- Infos im HLRS Wiki sind nicht rechtsverbindlich und ohne Gewähr -
- Information contained in the HLRS Wiki is not legally binding and HLRS is not responsible for any damages that might result from its use -

Urika GX: Difference between revisions

From HLRS Platforms
Jump to navigationJump to search
(Created page with "= Urika GX = Oficial Documentation: * [https://pubs.cray.com/content/S-3017/2.2.UP00/urika-gx-system-overview Hardware overview] * [https://pubs.cray.com/content/S-3017/2.2....")
(No difference)

Revision as of 14:21, 14 June 2019

Urika GX

Oficial Documentation:

Hardware

The system consists of two subsystems: Enkidu and Gilgamesch Nodes are interconnected with Aries network, and two Ethernet networks: "Operational" (not configured by default) and "Management"

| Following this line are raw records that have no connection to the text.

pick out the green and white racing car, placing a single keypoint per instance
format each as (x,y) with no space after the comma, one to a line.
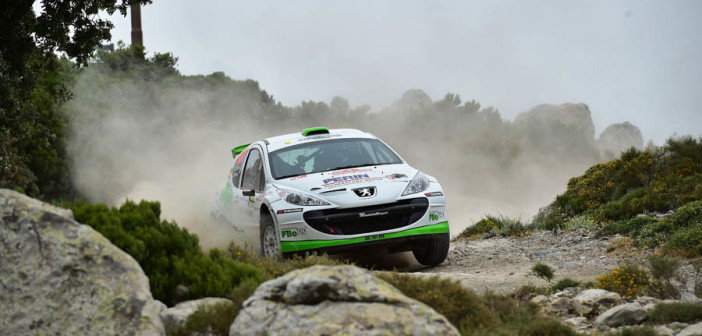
(331,190)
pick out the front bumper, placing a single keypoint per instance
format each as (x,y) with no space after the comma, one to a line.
(417,233)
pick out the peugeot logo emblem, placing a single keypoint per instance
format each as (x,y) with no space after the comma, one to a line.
(365,192)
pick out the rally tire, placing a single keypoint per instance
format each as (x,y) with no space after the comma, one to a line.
(433,250)
(270,245)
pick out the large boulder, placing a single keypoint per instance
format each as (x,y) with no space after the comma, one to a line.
(591,302)
(59,277)
(176,316)
(625,314)
(576,116)
(326,300)
(693,330)
(619,137)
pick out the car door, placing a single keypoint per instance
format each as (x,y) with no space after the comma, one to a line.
(252,178)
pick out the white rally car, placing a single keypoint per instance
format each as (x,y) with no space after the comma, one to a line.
(329,190)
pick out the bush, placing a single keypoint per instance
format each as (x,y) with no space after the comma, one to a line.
(685,312)
(633,331)
(169,255)
(272,267)
(663,271)
(565,283)
(624,227)
(628,281)
(542,271)
(472,314)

Compute (and Service) nodes have extra storage: * 2TB HDD /mnt/hdd-2/ * 1,6 TB SSD /mnt/ssd/ and /mnt/ssd2/

Both are used for Spark cache and HDFS.

Enkidu

  • 16 Nodes in total
  • 2 Login
  • 2 IO
  • 3 Service
  • 9 Compute

Gilgamesch

  • 48 Nodes in total
  • 2 Login
  • 2 IO
  • 3 Service
  • 41 Compute

Workflow/Software

SSH

ssh access from "Mitarbeiter"-Network and Uni-VPN network:

  • ssh enkidu-login1.hlrs.de
  • ssh gilgamesch-login1.hlrs.de

You can download a VPN Client here.

Recommended ssh config (~/.ssh/config):

Host gilgamesch
    Hostname gilgamesch-login1.hlrs.de
    User hpcXXXXX
    DynamicForward 8080
Host enkidu
    Hostname enkidu-login1.hlrs.de
    User hpcXXXXX
    DynamicForward 8080

Change your password after first login:

module load tools/ldap
passwd

Create (if you don't have any) ssh-keys on your local PC: ssh-keygen

Copy your public key to Urika (change your default password first!):

ssh-copy-id gilgamesch
ssh-copy-id enkidu

Useful Modules

  • module load tools/ldap - makes custom passwd command available for changing own password
  • module load tools/mesos - provides minfo and mreserve commands to work with Mesos.
  • module load tools/proxy - configures proxy settings to use Internet (http, https, ftp). Don't forget to remove this module when you do not need any Internet access, as this is a potetntial security issue.
  • module load tools/forceproxy - forwards all "external" traffic to go through the proxy. This is helpful for application without proxy support. Don't forget to remove this module when you do not need any Internet access, as this is a potential security issue.
  • module load python/3.6 - custom Python with Jupyter and HLRS Kernel.

Mesos tools

Check resources usage:

module load tools/mesos
minfo

This will show you a list off all compute nodes and jobs running on them. You will get an error message if the system runs in Secure mode or being maintained.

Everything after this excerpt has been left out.